O ministro de Minas e Energia, Fernando Coelho Filho, disse, nesta segunda-feira (26/6), que uma eventual taxação das importações de etanol está em discussão dentro do governo. Mas avaliou que existem “caminhos mais eficazes” para garantir a competitividade do produto nacional
Durante o Ethanol Summit, promovido pela União da Indústria de Cana-de-açúcar (Unica), Coelho Filho informou que a tarifa está em discussão junto com os ministérios da Agricultura e das Relações Exteriores.
“Tem sido discutida, é um pleito que é justo. Eu já manifestei a eles que estamos aí para apoiar, mas acho que tem outros caminhos que são mais eficazes e duradouros”, disse. “Os 17% dão a impressão de uma competitividade que não estamos tendo, mas não sei se conseguimos jogar esse jogo por muito tempo”, alertou.

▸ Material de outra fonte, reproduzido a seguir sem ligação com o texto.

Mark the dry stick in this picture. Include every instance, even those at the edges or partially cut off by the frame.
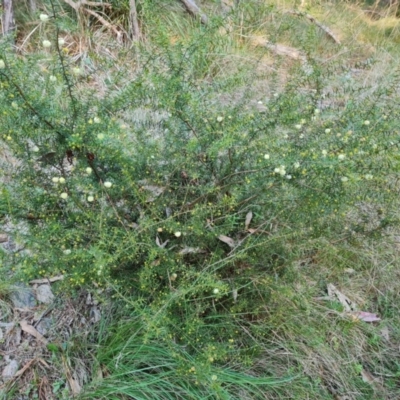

A indústria sucroenergética reivindica a imposição de uma tarifa de 17% sobre o etanol de outros países. A medida visa inibir a entrada do combustível, principalmente, dos Estados Unidos, de onde vem quase tudo o que o mercado brasileiro importa.
Para o ministro, taxar as importações pode ser eficaz como política emergencial, mas não é uma solução estrutural de longo prazo. Fazendo referência aos próprios Estados Unidos lembrou que “nós já estamos sofrendo com a carne”.
Apesar da citação ao embargo à carne bovina brasileira, ele disse que “não há espaço” para que a taxação do etanol ganhe força como uma possível retaliação aos norte-americanos. Para Fernando Coelho Filho, são duas questões distintas.
“Não vamos reduzir isso ao boicote de uma indústria ou outra. Esse assunto tem que ser tratado individualmente e tentar solucionar”, ponderou.

Estoques

Fernando Coelho Filho garantiu que o governo está atuando para garantir a viabilidade econômica da produção nacional de etanol. Citou como exemplo, a resolução aprovada neste ano, que impõe ao importador de biocombustíveis a mesma regra de estocagem prevista para o produtor nacional.
“O produtor tem uma série de obrigações que o importador não tem. A ANP está se adequando à resolução para ver como cumpre. Esse tipo de medida é mais simpática que uma taxação e está na alçada do Ministério de Minas e Energia”, disse ele, sem prever um prazo para as regras entrarem em vigor.

RenovaBio

O ministro de Minas e Energia informou que ainda nesta semana deve ser publicada a resolução com as diretrizes do RenovaBio, programa de incentivo ao setor de bioenergia discutido entre o governo e o setor privado. Para ele, o programa dará mais segurança para investimentos no setor.
A partir da resolução, acrescentou o ministro, será definido o formato do projeto a ser levado ao Congresso Nacional. Fernando Coelho Filho acredita que existe um ambiente parlamentar favorável à aprovação das diretrizes do programa.
“Não tenho a menor dúvida de que uma pauta como essa, que incentiva a produção nacional, gera empregos e é simpática ao meio ambiente, vai ter apoio suficiente”, afirmou.